I am a creature of habit for many parts of my life. I like my routines. I like having the same breakfast every day. I like eating one of the same three lunches each week. I can change what I eat. I choose not to.
I bet when you drive and encounter a detour, you may be surprised or even flustered for a few seconds. Then you go with the detour.
We think of resilience as “bouncing back.” What if we considered it adapting to change?
Bouncing “back” is more difficult when you have a big change. If you decide to change a job, you may bounce differently than if you get laid off. When you initiate the change, you may find it easier to bounce. When the change happens to you? It’s more difficult. You might never return to where you were. (As an example, I am never going to live without vertigo. I can adapt to my new life, but I can never return to the old life.)
When we initiate change, we are in control. We may have even thought about the change in advance. If you look at the Satir Change Model, by the time we initiate the change, we may already have the Transforming Idea.
I find it easier to be resilient when I have the transforming idea already. I’ve been mulling around what I need to do to change, already in Chaos. Making the change is similar to a “Simple Matter of Programming” once you know the algorithm. I know what I have to do. I may not know how to do it, but I have the Transforming Idea. That gets me to Practice and Integration.
Contrast that reaction to a self-initiated change to one where you are not in charge of the change. When you have a health crisis, you get laid off, even if someone doesn’t choose you for a job you interviewed for, you are at the mercy of someone or something else. You didn’t choose this change. It chose you.

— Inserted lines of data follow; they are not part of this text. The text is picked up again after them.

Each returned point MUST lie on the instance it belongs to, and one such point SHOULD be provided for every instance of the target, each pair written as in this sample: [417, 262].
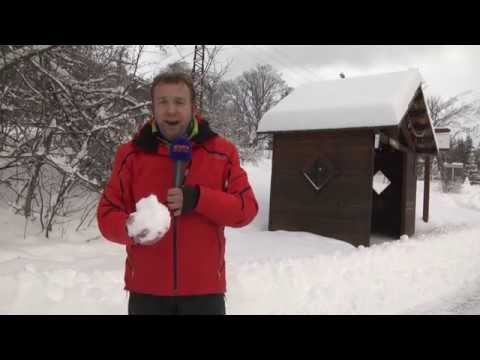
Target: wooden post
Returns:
[426, 188]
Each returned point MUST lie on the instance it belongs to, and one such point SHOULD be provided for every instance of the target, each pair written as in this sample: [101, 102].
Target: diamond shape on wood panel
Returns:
[380, 182]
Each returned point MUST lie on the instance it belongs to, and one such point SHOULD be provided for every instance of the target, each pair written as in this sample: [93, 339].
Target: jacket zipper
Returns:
[175, 254]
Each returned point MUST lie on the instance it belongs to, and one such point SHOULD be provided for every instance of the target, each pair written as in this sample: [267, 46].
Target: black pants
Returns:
[143, 304]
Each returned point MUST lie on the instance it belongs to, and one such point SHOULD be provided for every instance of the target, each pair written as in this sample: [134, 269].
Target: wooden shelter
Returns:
[344, 156]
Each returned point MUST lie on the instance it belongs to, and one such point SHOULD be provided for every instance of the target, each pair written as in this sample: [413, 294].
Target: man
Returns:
[182, 272]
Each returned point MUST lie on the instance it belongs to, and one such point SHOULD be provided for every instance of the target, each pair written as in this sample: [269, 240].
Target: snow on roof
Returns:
[366, 101]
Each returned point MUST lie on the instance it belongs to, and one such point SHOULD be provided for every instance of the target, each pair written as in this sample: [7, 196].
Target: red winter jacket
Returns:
[196, 265]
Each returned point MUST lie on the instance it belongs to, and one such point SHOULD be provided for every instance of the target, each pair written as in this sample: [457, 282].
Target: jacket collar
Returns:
[149, 140]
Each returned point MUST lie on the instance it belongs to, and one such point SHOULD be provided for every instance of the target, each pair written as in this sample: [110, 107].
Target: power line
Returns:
[301, 67]
[269, 60]
[284, 65]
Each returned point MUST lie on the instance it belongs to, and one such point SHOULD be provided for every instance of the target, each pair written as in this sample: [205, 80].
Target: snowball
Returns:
[151, 215]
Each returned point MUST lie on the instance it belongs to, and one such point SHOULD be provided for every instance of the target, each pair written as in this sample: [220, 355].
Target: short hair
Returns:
[174, 77]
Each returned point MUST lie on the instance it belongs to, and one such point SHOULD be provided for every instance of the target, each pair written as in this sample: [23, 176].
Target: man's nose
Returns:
[171, 109]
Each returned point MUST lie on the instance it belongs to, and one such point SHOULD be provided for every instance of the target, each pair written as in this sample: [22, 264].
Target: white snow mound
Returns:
[151, 215]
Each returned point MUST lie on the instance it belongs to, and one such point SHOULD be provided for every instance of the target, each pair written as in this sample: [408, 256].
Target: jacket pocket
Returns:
[221, 254]
[130, 267]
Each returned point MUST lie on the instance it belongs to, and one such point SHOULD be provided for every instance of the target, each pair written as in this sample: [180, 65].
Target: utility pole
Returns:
[198, 72]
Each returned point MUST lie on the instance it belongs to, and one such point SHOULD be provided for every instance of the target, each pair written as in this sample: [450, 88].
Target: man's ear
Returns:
[195, 111]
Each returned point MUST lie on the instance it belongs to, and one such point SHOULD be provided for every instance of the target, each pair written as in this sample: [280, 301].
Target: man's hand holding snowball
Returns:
[151, 221]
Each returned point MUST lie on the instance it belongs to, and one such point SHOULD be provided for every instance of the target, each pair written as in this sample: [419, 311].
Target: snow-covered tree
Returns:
[64, 110]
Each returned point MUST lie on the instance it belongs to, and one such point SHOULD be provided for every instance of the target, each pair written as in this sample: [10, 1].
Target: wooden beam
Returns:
[406, 135]
[385, 139]
[426, 188]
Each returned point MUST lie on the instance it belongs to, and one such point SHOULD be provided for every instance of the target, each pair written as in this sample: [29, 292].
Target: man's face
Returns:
[172, 108]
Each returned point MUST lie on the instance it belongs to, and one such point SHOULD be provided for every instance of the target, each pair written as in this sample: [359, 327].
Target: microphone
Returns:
[180, 153]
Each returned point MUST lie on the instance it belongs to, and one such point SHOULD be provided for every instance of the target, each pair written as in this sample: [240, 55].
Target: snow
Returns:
[151, 215]
[365, 101]
[437, 270]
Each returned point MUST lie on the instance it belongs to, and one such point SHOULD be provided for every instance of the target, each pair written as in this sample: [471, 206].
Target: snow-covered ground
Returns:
[436, 271]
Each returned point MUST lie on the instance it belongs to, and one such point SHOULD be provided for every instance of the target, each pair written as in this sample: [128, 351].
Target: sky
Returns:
[447, 69]
[436, 271]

You need your self-esteem to manage your reaction to change that happens to you. You need to build your resilience skills. And, if it’s one of a series of changes that happen to you, you need the courage to manage one more challenge.
How much change can you handle? How much is too much change, so you cannot accommodate the changes in your life or at work?
Everyone has their own level. I bet that level changes throughout your life. As you learn how to be more resilient, you can handle more change. If you are high on self-esteem, you can manage more change.
There is no right or wrong answer. However you answer—and I am sure this is context dependent—that is the right answer for you.
All of the people who have commented on my Inside a Vertigo Attack page have managed their resilience in the face of vertigo attacks. They have found a way to continue to live, and in most cases, to thrive.
You build your resilience by recognizing you are in change and by being as resilient as you can be. Yes, practice counts.
This is why we should not make things too easy for our kids. We should not give medals for just showing up. We can help them learn to use the growth mindset, so they can coach themselves and learn from their mistakes.
We need to learn to coach ourselves into a hopeful mindset. As we use hope and the growth mindset, we can become more resilient. We can adapt better.
Practicing change helps me build my resilience.
Dear adaptable problem solvers, this is the question of the week: How do you build your resilience?